NJ Museum Revives TIROS Satellite Dish After 40 Years
evanak writes TIROS was NASA's Television Infrared Observation Satellite. It launched in April 1960. One of the ground tracking stations was located at the U.S. Army's secret "Camps Evans" Signals Corps electronics R&D laboratory. That laboratory (originally a Marconi wireless telegraph lab) became the InfoAge Science Center in the 2000s. [Monday], after many years of restoration, InfoAge volunteers (led by Princeton U. professor Dan Marlowe) successfully received data from space. The dish is now operating for the first time in 40 years! The received data are in very raw form, but there is a clear peak riding on top of the noise background at 0.4 MHz (actually 1420.4 MHz), which is the well-known 21 cm radiation from the Milky Way.
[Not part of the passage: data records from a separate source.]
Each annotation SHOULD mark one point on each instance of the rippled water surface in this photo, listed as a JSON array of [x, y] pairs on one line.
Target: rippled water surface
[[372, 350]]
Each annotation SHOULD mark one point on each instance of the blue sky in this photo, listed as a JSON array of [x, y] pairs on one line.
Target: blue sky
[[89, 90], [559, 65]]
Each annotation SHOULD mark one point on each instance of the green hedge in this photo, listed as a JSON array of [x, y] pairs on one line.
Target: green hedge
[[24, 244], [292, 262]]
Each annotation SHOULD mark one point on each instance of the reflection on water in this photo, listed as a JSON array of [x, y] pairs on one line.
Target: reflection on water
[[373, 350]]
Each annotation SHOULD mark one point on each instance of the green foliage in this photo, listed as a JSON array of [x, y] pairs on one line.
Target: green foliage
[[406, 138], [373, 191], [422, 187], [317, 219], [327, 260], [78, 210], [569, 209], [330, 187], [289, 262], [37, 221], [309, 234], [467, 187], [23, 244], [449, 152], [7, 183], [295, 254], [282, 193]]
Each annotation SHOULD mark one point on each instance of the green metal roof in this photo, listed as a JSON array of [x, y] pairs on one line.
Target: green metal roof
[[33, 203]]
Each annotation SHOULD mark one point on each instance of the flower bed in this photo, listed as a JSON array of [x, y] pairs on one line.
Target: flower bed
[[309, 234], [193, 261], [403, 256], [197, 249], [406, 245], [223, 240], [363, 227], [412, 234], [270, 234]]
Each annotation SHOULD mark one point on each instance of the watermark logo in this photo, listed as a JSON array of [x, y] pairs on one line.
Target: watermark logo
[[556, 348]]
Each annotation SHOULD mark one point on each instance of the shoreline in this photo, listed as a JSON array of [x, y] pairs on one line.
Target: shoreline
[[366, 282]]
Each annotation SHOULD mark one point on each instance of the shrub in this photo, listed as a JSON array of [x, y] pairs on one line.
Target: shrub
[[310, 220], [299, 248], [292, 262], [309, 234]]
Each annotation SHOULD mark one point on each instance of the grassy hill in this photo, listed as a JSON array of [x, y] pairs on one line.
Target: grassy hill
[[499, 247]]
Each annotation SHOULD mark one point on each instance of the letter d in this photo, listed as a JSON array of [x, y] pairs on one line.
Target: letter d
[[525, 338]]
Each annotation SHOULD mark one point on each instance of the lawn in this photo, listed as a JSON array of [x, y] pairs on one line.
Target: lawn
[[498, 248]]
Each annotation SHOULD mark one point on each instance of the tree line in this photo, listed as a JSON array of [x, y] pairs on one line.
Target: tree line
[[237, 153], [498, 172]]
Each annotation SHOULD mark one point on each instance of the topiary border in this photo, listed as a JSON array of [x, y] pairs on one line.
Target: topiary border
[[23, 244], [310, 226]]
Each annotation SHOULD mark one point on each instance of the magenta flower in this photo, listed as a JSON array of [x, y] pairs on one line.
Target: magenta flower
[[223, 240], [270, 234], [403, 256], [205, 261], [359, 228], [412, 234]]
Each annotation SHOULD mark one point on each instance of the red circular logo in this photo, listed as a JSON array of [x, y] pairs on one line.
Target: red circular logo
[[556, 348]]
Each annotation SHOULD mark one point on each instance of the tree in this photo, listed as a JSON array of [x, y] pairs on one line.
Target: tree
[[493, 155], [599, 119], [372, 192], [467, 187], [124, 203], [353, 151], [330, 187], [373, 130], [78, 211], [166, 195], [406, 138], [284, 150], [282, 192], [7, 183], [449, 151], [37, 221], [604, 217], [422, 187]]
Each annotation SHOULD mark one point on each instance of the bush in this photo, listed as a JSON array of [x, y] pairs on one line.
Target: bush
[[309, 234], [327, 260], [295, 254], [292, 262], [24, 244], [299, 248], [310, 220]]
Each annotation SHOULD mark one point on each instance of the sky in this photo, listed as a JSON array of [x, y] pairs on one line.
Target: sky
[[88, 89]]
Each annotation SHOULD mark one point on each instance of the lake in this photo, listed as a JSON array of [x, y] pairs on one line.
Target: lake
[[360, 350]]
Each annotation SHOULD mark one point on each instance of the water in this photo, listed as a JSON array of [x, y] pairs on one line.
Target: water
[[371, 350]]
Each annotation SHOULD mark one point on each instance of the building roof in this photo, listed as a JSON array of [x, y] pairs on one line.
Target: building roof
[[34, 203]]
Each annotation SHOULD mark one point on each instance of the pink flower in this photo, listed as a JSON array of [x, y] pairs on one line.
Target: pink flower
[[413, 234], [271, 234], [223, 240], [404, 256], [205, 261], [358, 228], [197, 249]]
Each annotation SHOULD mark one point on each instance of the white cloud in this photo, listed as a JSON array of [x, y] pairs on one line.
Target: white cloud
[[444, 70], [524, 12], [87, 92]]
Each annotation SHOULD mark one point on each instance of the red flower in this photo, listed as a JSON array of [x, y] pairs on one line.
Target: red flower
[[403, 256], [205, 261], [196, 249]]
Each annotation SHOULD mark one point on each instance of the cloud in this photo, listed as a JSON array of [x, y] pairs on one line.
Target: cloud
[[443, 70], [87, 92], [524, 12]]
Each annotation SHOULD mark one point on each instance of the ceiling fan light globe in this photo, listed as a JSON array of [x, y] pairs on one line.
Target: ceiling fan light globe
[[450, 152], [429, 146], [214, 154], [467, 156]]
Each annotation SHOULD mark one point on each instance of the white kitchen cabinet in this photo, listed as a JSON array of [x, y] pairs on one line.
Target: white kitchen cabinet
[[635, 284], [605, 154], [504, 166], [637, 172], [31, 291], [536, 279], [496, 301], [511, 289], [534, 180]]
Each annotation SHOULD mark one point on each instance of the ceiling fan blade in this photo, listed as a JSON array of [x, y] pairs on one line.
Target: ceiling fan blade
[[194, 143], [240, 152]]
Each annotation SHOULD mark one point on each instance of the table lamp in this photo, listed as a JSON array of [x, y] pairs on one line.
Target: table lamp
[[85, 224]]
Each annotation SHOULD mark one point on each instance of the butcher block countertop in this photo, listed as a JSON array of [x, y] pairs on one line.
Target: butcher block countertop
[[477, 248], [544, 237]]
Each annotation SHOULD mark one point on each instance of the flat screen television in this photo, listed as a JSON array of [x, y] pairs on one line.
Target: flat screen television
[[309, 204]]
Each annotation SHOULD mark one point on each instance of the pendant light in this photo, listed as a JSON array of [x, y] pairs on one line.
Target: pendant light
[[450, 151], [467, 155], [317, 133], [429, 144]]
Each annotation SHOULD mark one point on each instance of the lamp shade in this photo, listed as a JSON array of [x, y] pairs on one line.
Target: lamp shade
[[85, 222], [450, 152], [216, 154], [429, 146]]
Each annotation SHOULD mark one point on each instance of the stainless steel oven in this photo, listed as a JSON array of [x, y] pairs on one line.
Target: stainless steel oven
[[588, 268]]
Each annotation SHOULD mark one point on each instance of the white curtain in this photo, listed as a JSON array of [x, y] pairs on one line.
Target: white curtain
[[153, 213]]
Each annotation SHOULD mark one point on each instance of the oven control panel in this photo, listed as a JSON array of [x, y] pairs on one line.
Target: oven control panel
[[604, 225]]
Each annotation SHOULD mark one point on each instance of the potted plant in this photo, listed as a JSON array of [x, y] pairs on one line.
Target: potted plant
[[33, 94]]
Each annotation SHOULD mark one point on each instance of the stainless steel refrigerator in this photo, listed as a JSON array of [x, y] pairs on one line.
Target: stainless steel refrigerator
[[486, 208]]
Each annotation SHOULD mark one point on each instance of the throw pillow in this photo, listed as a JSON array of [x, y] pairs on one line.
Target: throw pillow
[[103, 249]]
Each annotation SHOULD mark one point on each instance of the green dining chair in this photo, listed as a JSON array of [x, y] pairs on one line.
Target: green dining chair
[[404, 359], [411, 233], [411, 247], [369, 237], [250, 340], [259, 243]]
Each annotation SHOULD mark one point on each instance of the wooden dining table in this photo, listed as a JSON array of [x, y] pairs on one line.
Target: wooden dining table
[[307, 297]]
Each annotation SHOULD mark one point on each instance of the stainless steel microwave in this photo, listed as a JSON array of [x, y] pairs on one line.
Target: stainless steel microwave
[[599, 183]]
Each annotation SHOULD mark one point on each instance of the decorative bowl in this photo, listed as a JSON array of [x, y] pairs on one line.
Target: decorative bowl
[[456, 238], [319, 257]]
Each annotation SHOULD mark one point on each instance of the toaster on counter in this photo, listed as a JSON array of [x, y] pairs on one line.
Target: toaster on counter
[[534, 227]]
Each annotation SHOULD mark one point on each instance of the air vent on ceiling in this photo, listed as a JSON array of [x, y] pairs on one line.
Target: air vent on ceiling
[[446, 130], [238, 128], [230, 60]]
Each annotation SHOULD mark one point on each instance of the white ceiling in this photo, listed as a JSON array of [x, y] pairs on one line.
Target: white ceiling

The dish was pointing south at an elevation of 45 degrees above the horizon.
Is it just a big metal reflector in space or did they somehow revive its power source?
Although I personally find the idea of resurrecting an old dish rather 'non-news', Tiros was pretty cool series of satellites. Here is the the first (composite) photo of global weather taken using the infrared cameras on an early Tiros: https://history.nasa.gov/SP-16...
This comment was written with the intention to opt out of advertising.
Trying to read the article (which link is is anyway?) some of these links are not loading.
Anyway, how much fuel does this thing have left?
'Reviving' a structure on earth is not really very impressive? The accomplishment touted here is the restoration of a dish on the ground that was used to communicate with TIROS satellites, the satellites themselves,while interesting in their own right, are not part of this story.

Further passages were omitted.